The major complaint I have with the book is that it tends to run a little long-winded at times. Section 3 is the documentation of Holmes fleeing Chicago and criss-crossing the country on various schemes. This is recounted in its entirety in Section 4 as investigators track the steps of Holmes.
This flaw is compensated by the details of Holmes' trial which created some humerous scenarios. The epilogue which discusses the "Holmes Curse" is also quite interesting.
While the two are not directly comparable, I enjoyed "The Devil in the White City" more than "Depraved". However the details of Holmes' life make this a solid read for those interested. Just skip the 4th section.
20 of 22 people found the following review helpful.
Natural Villainy
By Loretta Dillon
One of the finest of many books by serial killer expert and prolific author, Harold Schechter, is Depraved: an engaging and historically relevant treatment of Herman Mudgett, alias Dr. H. H. Holmes, whose unprecedented reign of fraud and murder in Chicago and Philadelphia in the late nineteenth century rivals anything in the annals of crime before or since. After learning some of Holmes's techniques to lure women into his life and ultimately into one of the lurid chambers in his "castle," it is apparent that many contemporary serial killers studied his methods.
Depraved is more than merely the chronology of a smooth, sociopathic con man and his hapless victims; the reader is transported back in time to a sepia-tinted tour of American history during the Columbian Exposition (also known as the Chicago World's Fair of 1893), when the industrial age was beginning to transform lives and landscapes across the country. Students of history, crime, and the psychology of evil will uncover fascinating details in this thoroughly researched story. The "Gilded Age" was the perfect backdrop for Holmes's boundless avarice, murderous excess, and seemingly limitless supply of marks. Schechter even shapes his prose to reflect the vernacular and colloquialisms of the era, interwoven with news reports and official transcripts of Holmes's trial, touted at the time as "The Trial of the Century."
Holmes defies many of the stereotypical biographies of a serial killer. He had a relatively normal upbringing, an excellent education, and possessed a canny business sense that would have made him a legitimate fortune had his lust for money not been trumped by his lust for murder.
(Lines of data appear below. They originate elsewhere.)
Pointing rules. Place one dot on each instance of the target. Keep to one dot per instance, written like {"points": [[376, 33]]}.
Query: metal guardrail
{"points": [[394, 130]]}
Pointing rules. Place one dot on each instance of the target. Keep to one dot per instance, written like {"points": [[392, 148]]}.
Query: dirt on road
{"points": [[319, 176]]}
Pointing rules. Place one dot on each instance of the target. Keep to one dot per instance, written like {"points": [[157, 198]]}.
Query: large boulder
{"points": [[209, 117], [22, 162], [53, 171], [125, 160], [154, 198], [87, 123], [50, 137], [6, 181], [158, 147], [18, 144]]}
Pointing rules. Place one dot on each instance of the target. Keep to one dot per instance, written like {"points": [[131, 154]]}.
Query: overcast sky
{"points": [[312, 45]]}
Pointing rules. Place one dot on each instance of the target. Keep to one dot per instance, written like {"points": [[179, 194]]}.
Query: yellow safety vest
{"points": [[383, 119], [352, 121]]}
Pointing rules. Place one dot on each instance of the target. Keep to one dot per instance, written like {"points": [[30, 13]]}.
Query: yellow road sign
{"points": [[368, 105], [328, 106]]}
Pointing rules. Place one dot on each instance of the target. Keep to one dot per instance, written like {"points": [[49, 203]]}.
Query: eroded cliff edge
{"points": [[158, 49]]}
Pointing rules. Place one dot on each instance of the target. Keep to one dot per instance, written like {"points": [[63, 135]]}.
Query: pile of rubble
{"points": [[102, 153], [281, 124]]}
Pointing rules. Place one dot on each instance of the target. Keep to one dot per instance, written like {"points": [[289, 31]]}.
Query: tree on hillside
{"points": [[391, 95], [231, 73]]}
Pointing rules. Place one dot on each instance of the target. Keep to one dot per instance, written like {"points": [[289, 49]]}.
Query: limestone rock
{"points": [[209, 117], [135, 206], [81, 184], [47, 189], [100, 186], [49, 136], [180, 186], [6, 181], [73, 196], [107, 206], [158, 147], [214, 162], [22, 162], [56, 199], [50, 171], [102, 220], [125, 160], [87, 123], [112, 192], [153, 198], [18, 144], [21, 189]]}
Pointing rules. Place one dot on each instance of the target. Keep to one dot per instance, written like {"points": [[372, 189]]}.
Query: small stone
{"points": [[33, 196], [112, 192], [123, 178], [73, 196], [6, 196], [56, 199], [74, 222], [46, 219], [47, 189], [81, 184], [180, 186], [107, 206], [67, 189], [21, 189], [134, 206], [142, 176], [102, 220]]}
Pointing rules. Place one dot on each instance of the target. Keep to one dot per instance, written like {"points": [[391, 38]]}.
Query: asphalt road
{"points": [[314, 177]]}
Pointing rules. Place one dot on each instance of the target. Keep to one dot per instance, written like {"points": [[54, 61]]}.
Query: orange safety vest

It's possible that had Holmes not attempted his last insurance fraud, he may have gotten away with most of the crimes for which he has been immortalized in legend and lore. He may have grown old and forgotten and his castle demolished like many other lost landmarks in Chicago, its horrible secrets bulldozed to rubble. However, that would never have satisfied Holmes, for his depravity was only exceeded by his ego.
The top two floors of Holmes's castle were lined with small bedrooms that he let to travelers seeking lodging during the fair. Unknown to the hundreds of men hired (and fired) while constructing the castle, with its vault, crematorium, acid vat, dissection room, labyrinthine hallways, body chute to the cellar, and airless compartments, Holmes had created a gothic murder trap where an untold number of guests disappeared.
But there is much more to the Holmes saga than his hotel of horrors. His modus operandi is a blueprint for mass murder. Schechter tracks Holmes back to his early days as a druggist and entrepreneur, through his three bigamous marriages, numerous mistresses, business schemes, insurance scams, and his final cross-country odyssey that eventually leads to a noose around his neck. The second half of the book recounts a relentless investigation, a sensational trial and Holmes's shocking confession that stunned the nation.
Holmes's intriguing personality will leave you wondering - what preternatural obsession drives men to such acts?